# Singular Points

• Jan 21st 2010, 03:50 AM
kaboose786
Singular Points
Need help with solving this question i have no idea how to even start so any help would be appreciated thanks

http://i47.tinypic.com/2rw3w1y.jpg
• Jan 21st 2010, 04:51 AM
shawsend
Why not just start by solving the DE:

$\displaystyle y'\pm\frac{2}{x}y=3$

via integrating factor and obtain the two solutions. What can you say about either solution at x=0?
• Jan 21st 2010, 11:20 AM
kaboose786
Quote:

Originally Posted by shawsend
Why not just start by solving the DE:

$\displaystyle y'\pm\frac{2}{x}y=3$

via integrating factor and obtain the two solutions. What can you say about either solution at x=0?

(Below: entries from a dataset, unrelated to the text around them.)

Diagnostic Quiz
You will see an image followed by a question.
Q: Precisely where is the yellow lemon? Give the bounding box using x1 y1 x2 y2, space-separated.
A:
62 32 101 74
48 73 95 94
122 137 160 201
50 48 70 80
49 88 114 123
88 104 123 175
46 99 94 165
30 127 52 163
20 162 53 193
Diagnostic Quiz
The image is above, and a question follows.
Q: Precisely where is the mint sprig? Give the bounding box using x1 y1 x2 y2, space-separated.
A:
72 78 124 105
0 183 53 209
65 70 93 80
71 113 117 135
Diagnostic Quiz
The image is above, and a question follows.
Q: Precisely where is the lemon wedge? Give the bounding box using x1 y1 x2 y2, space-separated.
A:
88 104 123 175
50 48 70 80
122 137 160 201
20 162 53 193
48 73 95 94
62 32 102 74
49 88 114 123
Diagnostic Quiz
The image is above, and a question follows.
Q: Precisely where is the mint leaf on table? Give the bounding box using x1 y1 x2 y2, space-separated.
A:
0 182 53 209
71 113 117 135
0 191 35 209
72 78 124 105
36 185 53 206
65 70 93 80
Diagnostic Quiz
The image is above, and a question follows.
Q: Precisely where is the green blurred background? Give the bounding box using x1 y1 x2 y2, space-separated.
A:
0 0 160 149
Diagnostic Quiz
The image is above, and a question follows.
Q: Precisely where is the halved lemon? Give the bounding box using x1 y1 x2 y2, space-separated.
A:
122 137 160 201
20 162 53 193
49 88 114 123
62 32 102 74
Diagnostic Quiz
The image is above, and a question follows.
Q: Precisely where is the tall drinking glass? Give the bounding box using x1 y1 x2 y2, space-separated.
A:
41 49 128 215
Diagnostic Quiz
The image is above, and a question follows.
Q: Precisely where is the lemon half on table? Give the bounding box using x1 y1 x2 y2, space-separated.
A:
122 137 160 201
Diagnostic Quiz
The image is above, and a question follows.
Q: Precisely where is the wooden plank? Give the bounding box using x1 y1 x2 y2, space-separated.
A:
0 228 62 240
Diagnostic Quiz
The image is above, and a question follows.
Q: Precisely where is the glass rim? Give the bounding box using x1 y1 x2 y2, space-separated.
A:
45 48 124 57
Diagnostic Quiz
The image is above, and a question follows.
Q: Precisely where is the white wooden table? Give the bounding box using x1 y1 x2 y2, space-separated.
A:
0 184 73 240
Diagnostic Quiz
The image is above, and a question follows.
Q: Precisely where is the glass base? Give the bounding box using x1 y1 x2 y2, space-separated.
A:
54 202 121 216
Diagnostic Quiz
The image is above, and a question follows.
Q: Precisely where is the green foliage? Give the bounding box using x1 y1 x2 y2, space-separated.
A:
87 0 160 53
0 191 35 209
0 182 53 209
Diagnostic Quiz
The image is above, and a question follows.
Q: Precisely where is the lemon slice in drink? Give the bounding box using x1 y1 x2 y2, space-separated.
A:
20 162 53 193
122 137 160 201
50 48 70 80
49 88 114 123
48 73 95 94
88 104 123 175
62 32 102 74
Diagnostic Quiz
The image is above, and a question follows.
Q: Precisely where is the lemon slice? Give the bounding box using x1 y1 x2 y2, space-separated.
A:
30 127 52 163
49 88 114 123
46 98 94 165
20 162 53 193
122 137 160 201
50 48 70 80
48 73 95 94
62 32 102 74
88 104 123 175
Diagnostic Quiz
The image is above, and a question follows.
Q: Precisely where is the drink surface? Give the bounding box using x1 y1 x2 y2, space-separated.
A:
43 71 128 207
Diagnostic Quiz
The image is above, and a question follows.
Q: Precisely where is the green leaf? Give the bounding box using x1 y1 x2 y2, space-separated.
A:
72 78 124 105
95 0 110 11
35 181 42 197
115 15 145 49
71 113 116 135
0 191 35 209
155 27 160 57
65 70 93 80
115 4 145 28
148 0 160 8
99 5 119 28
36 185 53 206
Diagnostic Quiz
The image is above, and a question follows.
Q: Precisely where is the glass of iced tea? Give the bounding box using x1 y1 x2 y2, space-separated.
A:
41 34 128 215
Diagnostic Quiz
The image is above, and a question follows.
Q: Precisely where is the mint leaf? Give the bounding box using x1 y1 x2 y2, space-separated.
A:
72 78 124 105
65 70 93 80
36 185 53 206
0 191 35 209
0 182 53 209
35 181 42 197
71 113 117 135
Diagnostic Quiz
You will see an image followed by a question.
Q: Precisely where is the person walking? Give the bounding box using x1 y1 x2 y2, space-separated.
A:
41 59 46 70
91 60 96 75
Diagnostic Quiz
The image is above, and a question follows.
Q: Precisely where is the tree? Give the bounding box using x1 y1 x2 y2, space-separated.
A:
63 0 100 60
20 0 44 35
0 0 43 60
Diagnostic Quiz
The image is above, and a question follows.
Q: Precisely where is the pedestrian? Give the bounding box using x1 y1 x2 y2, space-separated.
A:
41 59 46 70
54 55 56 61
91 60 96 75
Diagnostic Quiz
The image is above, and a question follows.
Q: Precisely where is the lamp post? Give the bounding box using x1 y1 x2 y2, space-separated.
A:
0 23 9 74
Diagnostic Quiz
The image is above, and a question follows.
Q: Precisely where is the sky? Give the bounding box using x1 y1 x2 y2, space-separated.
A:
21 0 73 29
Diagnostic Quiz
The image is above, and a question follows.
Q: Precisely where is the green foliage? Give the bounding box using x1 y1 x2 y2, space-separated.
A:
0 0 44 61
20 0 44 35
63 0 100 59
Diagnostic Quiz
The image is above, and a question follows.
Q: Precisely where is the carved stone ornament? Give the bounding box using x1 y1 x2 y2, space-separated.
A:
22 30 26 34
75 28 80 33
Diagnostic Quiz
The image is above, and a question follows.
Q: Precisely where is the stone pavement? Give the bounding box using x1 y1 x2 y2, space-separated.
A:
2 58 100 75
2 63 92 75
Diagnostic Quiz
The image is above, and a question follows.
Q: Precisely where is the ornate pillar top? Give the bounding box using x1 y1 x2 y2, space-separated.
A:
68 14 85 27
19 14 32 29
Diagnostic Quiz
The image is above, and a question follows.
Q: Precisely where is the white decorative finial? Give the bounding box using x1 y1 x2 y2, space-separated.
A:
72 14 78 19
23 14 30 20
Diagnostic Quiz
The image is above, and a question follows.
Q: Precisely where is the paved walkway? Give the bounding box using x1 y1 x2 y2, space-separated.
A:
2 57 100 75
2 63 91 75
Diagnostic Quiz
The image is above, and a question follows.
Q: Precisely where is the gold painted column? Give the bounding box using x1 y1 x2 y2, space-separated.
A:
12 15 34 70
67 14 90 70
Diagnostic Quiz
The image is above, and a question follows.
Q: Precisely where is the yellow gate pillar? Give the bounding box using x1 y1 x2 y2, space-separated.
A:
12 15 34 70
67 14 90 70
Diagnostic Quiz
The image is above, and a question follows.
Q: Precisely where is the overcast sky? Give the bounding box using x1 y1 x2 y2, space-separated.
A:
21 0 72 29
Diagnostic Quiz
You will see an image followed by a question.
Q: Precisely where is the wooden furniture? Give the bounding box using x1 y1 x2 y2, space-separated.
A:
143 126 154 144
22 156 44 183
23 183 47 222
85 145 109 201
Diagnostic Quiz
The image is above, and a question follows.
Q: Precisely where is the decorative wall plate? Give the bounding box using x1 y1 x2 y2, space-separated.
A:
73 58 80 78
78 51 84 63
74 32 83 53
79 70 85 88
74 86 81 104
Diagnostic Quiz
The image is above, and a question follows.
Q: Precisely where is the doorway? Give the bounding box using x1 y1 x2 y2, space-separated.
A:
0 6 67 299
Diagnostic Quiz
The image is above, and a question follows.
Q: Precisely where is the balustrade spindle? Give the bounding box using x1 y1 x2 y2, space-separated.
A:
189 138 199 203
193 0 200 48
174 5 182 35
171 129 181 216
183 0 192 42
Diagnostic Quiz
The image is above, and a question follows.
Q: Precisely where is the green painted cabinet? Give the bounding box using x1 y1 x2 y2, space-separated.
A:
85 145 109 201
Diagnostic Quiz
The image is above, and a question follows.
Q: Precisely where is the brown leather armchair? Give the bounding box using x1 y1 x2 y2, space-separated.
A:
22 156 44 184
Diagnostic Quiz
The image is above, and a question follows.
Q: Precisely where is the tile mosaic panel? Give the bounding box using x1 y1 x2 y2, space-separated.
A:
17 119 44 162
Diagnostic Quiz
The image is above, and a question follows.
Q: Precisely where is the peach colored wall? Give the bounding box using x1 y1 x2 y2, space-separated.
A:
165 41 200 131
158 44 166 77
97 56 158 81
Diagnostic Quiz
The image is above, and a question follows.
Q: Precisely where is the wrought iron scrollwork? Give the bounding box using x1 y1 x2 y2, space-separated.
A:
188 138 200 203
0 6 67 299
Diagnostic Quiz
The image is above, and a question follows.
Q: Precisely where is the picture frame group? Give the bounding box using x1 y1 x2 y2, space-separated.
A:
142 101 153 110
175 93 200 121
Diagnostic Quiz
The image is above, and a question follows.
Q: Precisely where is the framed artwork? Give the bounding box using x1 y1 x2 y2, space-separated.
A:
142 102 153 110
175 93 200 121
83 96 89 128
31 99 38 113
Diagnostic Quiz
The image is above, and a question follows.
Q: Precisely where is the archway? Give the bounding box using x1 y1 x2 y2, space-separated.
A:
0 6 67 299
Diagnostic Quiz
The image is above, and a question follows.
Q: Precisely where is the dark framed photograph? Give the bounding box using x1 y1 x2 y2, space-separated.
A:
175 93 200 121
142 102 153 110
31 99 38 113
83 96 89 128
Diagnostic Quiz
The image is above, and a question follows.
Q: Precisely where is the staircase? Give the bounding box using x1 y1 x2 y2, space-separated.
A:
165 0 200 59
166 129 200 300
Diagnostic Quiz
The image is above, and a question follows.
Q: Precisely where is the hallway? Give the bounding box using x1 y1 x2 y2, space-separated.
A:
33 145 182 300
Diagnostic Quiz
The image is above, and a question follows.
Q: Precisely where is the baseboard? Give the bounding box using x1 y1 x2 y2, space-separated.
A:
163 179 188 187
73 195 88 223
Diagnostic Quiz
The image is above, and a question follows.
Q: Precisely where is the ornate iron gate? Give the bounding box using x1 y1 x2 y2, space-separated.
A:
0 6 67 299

y do i need to solve that DE ? thats just the example in question i think i need to solve the DE in part a) which i dont knw how to
• Jan 22nd 2010, 04:34 AM
shawsend
Ok, then here's how I'd do (A):

$\displaystyle xy'+2y=3x,\quad y(0)=y_0$ and dividing by $\displaystyle x$:

$\displaystyle y'+2/x y=3$ for which the integrating factor is $\displaystyle x^2$ so we have:

$\displaystyle x^2(y'+2/x y)=3x^2$ which the left side is the differential of $\displaystyle x^2y$ so:

$\displaystyle \int d(x^2y)=\int 3x^2$ or:

$\displaystyle y(x)=x+\frac{c}{x^2}$ and if $\displaystyle y_0=0$ then I can let $\displaystyle c=0$ and obtain the solution $\displaystyle y=x$. However, if $\displaystyle y_0\neq 0$ say $\displaystyle 3$ for example, then I'd obtain $\displaystyle 3=0+\frac{c}{0}$ which has no solution.

Ok, so I'm a little uneasy about dividing through by $\displaystyle x$ in the first step since this is valid if $\displaystyle x\ne 0$ then obtain the solution and solve it for $\displaystyle x=0$.